In the course of its pages, which plot out the relationship between Henry de Tamble the time-traveller and his great love (and time-static) Clare, we identify with Clare, as she feels the distance in the relationship created by time, and also (for instance) as she struggles with commitment to Henry and feels guilt about that - and has to conquer her fears for their future, often through producing some quite bizarre, and physical, art. But we also appreciate Henry's often strange reflections on life and how it works, and we can understand the way he resents the other version of himself he meets in his future; Niffenegger knows how, during the confusing teenage years, we can have ambiguous, even hostile, feelings about ourselves and our bodies. What is more, in the way Henry studies his older self, Niffenegger clearly perceives our resentment of those who have a better sense of security than ourselves, and reflects on how us creative types want to be in control of our own lives, not merely feel we are fitting in to a pattern laid out for us.
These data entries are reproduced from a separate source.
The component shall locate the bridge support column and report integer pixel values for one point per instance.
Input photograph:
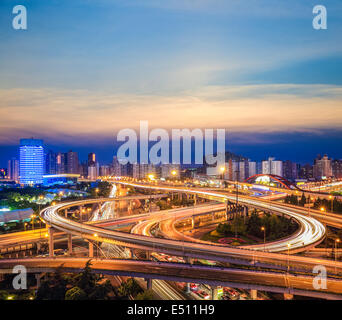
(214, 293)
(188, 260)
(38, 277)
(91, 250)
(254, 294)
(38, 247)
(288, 296)
(70, 244)
(51, 244)
(149, 284)
(80, 210)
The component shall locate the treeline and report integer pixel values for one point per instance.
(275, 226)
(85, 285)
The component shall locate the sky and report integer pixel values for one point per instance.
(84, 69)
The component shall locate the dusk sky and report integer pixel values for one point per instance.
(85, 69)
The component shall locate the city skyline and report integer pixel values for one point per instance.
(259, 70)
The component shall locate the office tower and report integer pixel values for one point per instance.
(306, 171)
(252, 168)
(3, 173)
(290, 170)
(92, 172)
(322, 167)
(104, 171)
(72, 162)
(170, 171)
(13, 169)
(61, 163)
(336, 166)
(91, 159)
(31, 165)
(50, 163)
(272, 166)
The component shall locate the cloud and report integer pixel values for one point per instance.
(83, 115)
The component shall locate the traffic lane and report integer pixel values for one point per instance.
(199, 273)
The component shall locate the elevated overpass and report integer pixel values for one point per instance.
(213, 276)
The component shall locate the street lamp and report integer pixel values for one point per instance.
(332, 203)
(222, 172)
(32, 219)
(95, 235)
(263, 229)
(336, 241)
(288, 256)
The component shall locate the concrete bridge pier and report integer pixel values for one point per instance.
(288, 296)
(91, 249)
(188, 260)
(131, 251)
(254, 294)
(38, 277)
(70, 244)
(38, 247)
(149, 283)
(214, 293)
(51, 243)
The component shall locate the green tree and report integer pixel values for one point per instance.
(75, 293)
(146, 295)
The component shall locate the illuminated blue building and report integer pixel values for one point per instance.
(31, 165)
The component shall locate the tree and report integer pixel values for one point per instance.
(75, 293)
(146, 295)
(129, 287)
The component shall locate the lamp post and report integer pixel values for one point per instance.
(288, 256)
(325, 226)
(95, 235)
(332, 203)
(222, 173)
(336, 241)
(32, 219)
(264, 230)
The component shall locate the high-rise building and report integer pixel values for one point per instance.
(61, 163)
(104, 171)
(290, 170)
(13, 169)
(91, 159)
(252, 168)
(50, 163)
(336, 166)
(306, 171)
(322, 167)
(31, 165)
(92, 172)
(72, 162)
(272, 166)
(170, 171)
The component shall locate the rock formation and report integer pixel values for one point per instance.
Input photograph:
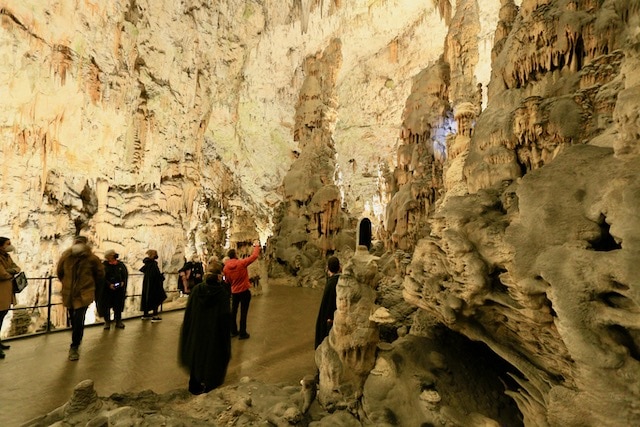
(311, 222)
(494, 146)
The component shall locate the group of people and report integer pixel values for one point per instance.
(210, 317)
(85, 278)
(210, 320)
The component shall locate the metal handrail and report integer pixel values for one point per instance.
(127, 314)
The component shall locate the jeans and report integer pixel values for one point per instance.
(242, 299)
(76, 316)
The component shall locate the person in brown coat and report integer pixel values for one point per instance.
(8, 269)
(80, 271)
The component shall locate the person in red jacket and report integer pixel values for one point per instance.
(236, 274)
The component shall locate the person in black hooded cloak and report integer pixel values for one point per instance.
(205, 337)
(328, 306)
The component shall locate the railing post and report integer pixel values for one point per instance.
(48, 329)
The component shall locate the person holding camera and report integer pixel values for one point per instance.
(113, 292)
(237, 276)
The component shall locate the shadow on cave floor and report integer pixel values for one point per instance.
(36, 376)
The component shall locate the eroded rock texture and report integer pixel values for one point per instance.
(347, 355)
(311, 222)
(536, 260)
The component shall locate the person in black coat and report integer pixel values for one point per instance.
(111, 293)
(328, 305)
(153, 293)
(191, 273)
(205, 337)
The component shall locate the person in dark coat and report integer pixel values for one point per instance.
(328, 304)
(112, 291)
(153, 293)
(191, 273)
(205, 337)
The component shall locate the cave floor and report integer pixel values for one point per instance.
(36, 377)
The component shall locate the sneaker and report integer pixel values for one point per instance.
(74, 354)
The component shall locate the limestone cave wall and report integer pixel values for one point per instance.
(532, 252)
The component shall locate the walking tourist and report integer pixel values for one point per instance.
(328, 303)
(113, 290)
(205, 340)
(79, 270)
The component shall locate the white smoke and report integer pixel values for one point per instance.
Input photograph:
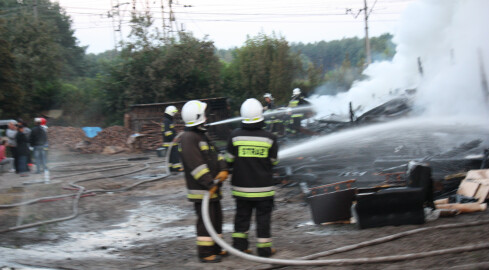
(446, 36)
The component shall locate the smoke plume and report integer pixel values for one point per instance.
(450, 40)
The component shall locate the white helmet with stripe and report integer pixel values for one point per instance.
(171, 110)
(193, 113)
(296, 92)
(251, 111)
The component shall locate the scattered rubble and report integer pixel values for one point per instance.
(74, 139)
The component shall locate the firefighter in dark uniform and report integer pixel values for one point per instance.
(203, 168)
(253, 152)
(294, 127)
(169, 133)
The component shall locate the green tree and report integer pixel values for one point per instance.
(264, 64)
(44, 49)
(11, 96)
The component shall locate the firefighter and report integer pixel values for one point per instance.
(169, 133)
(268, 102)
(203, 168)
(253, 152)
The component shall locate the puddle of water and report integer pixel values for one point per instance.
(148, 176)
(144, 224)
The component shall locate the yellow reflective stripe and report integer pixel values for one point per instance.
(229, 157)
(200, 196)
(264, 240)
(254, 194)
(199, 171)
(263, 245)
(293, 103)
(202, 172)
(205, 243)
(252, 143)
(253, 151)
(274, 161)
(240, 235)
(252, 119)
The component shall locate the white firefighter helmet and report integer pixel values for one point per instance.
(251, 111)
(193, 113)
(296, 92)
(171, 110)
(268, 95)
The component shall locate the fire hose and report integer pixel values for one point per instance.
(340, 262)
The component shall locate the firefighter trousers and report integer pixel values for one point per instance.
(205, 245)
(242, 222)
(174, 161)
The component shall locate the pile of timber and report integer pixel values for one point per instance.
(152, 138)
(65, 137)
(111, 136)
(74, 139)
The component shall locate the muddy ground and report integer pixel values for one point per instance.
(151, 226)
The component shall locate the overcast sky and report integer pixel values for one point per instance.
(229, 22)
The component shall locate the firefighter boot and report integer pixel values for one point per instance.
(211, 259)
(266, 251)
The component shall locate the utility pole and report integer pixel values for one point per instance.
(35, 9)
(368, 57)
(163, 21)
(367, 41)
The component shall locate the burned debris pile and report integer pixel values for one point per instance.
(74, 139)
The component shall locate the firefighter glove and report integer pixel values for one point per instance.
(222, 175)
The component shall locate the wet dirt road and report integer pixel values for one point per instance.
(151, 226)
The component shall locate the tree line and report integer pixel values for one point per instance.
(43, 67)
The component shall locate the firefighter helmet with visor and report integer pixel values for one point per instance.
(193, 113)
(171, 110)
(251, 111)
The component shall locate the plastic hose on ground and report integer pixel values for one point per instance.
(337, 262)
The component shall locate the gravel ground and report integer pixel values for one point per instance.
(151, 226)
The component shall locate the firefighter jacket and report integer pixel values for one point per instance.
(253, 152)
(168, 130)
(201, 163)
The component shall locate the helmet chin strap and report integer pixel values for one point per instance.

The book is filled with astute observations of how we work. Often the author draws attention to the human body, I think to celebrate the excellence of the way we work, move, interact, reproduce, and sometimes showing how frail we are and the enormous problems caused by just one thing being wrong with us. It seems to warn us to make the most of our time, and not to play around with other people's lives, something we do when we are young and impatient with what life is giving us. Niffenegger uses all kinds of settings and situations (a club in Chicago, a Christmas day mass, the apartment Henry's dad has let deteriorate) to examine how we treat those around us, and the way our values change as we become older.

Although it is mostly concerned with Henry's survival, Clare's next big challenge and the love story, there is a section some time after the midway point where it becomes too much about representing their feelings abstractly, through dreams and other more obvious techniques. And the book bares all, including the ugly side of attempting to conceive a child, and some unhelpfully explicit details of their sex life (outrageously, the incredible gift of sex is exploited for our analysis and entertainment purposes when the sensation is designed to be shared between two people and not compared and dissected).

Having said that, Niffenegger clearly knows what makes a good yarn, and has read her Homer. The end of the novel is exceptionally well done, finding a neat (and intriguingly non-spiritual) solution which still leaves you feeling full of hope for the pair of lovers and for the time ahead, widening our own horizons: What things have we yet to see, and to discover? What are we holding on for?